# 1968 Gto carpet install



## 68gtohawk8369 (Oct 26, 2009)

My car was undercoated and I wasnt sure what I would find when I took out the old original carpet . I was pleasantly surprised to find rock solid floors !!! I insatlled fat matt sound deadening material and then went to set in the new carpet I got from opg only to find it needs to be trimmed in order to fit . If anyone has done this before any tips would be highly appreciated the shop that installed my new convertible top wants 350.00 to trim and insatll the carpet . That kind of money makes me think it must be a lot harder than it looks any tips?? or would you guys over all just reccommend having the shop do it ? The rubber gromet was supplied but would need to be cut in for the dimmer switch also.


----------



## dimitri (Feb 13, 2009)

I do all of the engine and trans work my self. When it came time for the head liner and carpet and seats I tried to do it but it ended up looking real bad. I paid for the experts to do the interior. They have special tools, and its tough working with that old hard plastic. It breaks easy.

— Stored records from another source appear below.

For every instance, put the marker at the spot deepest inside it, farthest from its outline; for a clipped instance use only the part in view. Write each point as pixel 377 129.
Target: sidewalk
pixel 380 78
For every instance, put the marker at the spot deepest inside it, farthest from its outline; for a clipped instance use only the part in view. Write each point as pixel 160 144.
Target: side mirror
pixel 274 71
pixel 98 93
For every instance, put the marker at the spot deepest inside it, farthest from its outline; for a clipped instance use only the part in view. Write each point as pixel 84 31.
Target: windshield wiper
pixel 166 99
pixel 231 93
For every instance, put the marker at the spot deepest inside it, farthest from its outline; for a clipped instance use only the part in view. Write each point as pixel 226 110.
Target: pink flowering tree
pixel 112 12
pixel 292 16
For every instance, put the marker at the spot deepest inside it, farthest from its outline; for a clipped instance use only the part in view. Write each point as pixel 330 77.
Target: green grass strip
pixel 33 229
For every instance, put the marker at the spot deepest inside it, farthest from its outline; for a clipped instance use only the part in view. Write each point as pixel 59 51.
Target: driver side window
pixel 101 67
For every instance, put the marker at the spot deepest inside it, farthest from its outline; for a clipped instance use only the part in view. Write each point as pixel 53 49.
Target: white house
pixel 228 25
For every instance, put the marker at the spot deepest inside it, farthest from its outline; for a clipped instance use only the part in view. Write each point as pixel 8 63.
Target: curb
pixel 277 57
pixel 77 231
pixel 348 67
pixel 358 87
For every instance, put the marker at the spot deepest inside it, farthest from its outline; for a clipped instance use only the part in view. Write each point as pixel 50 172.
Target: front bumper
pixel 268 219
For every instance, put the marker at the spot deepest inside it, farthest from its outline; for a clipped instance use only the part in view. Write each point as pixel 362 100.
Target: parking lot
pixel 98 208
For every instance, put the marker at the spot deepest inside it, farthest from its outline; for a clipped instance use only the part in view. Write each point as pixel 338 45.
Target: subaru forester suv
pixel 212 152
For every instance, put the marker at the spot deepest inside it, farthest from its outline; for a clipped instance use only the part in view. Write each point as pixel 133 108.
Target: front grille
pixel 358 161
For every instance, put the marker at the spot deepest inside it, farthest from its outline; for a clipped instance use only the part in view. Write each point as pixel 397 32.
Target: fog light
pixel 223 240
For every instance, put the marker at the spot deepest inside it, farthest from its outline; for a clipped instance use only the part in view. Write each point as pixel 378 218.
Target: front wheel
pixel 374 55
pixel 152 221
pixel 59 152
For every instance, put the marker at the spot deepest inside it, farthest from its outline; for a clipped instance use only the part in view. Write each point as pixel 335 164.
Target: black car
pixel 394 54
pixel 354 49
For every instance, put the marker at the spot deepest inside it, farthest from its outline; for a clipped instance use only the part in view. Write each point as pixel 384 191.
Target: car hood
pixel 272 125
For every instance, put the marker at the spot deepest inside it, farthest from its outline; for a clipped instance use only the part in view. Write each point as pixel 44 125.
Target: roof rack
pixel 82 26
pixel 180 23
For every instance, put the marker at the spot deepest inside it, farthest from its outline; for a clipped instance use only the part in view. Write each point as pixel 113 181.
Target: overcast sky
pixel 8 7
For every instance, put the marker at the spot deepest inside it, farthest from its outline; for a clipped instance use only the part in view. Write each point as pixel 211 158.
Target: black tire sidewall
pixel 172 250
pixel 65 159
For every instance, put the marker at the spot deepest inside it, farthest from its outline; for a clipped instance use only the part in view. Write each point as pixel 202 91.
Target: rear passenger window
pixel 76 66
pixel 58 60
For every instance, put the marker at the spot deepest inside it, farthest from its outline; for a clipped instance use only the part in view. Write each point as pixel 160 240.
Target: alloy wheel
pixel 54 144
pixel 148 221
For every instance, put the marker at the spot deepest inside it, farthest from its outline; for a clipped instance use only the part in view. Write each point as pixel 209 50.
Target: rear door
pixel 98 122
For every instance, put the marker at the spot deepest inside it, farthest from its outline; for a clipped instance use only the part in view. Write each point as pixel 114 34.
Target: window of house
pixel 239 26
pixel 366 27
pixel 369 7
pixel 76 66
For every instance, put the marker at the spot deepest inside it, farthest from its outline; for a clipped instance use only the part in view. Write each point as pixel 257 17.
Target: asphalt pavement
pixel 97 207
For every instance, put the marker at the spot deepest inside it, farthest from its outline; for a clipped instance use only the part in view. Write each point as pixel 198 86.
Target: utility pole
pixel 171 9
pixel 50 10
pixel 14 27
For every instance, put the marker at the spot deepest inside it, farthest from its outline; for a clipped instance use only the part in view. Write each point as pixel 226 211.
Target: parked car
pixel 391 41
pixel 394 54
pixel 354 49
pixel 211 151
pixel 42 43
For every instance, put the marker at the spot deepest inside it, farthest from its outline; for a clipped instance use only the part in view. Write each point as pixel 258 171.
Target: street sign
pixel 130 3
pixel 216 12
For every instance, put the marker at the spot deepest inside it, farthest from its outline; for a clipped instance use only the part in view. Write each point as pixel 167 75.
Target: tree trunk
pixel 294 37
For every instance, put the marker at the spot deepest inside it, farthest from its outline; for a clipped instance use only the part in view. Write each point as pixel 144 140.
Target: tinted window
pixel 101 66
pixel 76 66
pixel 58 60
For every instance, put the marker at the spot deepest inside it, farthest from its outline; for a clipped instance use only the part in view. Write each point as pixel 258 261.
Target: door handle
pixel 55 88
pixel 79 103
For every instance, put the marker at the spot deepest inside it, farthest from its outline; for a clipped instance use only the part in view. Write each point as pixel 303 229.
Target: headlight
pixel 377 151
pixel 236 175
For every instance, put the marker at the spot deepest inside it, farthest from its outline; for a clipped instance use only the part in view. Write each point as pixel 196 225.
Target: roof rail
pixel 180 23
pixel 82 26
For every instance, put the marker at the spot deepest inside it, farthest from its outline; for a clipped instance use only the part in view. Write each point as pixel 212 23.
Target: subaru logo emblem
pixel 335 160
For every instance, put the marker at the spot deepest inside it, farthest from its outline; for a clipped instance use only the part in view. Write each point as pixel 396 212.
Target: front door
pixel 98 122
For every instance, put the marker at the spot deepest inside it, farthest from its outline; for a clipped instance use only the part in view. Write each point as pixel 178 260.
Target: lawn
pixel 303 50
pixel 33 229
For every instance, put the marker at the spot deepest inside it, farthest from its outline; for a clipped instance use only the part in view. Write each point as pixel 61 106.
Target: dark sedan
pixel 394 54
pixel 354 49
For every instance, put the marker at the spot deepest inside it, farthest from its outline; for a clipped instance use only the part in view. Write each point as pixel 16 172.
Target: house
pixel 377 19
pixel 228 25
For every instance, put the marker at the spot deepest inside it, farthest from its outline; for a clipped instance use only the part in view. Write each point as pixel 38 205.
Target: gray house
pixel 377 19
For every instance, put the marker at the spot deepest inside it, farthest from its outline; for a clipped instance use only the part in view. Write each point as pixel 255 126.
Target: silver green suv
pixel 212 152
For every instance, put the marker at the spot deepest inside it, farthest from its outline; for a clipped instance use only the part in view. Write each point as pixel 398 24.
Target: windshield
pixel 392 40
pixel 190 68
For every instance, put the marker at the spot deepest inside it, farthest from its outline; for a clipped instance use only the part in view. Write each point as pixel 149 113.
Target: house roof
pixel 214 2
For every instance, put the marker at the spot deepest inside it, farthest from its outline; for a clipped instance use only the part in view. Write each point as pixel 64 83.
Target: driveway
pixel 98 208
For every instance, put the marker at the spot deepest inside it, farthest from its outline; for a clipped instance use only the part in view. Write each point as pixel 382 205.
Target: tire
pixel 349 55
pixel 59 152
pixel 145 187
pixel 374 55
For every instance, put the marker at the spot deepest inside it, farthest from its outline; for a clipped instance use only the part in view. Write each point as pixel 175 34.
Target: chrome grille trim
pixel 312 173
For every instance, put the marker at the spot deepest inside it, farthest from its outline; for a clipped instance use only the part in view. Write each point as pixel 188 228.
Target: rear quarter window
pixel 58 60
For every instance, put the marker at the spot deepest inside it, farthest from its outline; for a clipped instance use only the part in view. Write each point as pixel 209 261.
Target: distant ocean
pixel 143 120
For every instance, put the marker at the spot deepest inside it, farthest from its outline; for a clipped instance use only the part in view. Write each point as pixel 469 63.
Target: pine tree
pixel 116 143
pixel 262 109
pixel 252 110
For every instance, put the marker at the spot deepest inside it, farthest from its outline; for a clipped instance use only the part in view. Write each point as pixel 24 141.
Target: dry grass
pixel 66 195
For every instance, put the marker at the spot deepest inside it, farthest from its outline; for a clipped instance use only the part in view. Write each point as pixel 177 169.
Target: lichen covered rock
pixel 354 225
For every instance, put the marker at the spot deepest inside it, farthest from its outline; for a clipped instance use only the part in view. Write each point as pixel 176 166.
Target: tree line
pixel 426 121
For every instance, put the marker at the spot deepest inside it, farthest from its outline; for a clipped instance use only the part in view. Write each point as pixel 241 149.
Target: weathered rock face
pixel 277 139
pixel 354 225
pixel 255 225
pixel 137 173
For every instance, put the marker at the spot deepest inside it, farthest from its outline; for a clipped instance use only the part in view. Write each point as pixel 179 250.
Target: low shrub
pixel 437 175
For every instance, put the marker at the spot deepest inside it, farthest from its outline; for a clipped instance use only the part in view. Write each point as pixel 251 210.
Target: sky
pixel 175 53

Shop around, have an expert do your interior.


----------



## geeteeohguy (Feb 2, 2008)

Carpet install is not difficult, but if you feel uncomfortable, by all means have a pro do it. The main thing is to lay it in, and go very easy on the trimming....a little at a time. Once you cut too much off, you're out of luck. If you have the original carpet, use it as a template.


----------



## pontiac (Mar 6, 2011)

because you added the sound matting as an underlay, which is thicker than the original, and the carpet is molded with shape to match the original contours of the floor with factory underlay, there will likely be a hump or wrinkle when installed. i do my own carpet install, but $350 is too much for carpet install. maybe if that price included the carpet... you can do it but now it must be heated and shaped to fit. don't cut anything till it is shaped to fit. start from the middle to the sides, back piece down first and then position front piece next, etc.


----------



## Eric Animal (Oct 28, 2007)

:agree Sweet 68 by the way!!:cheers


----------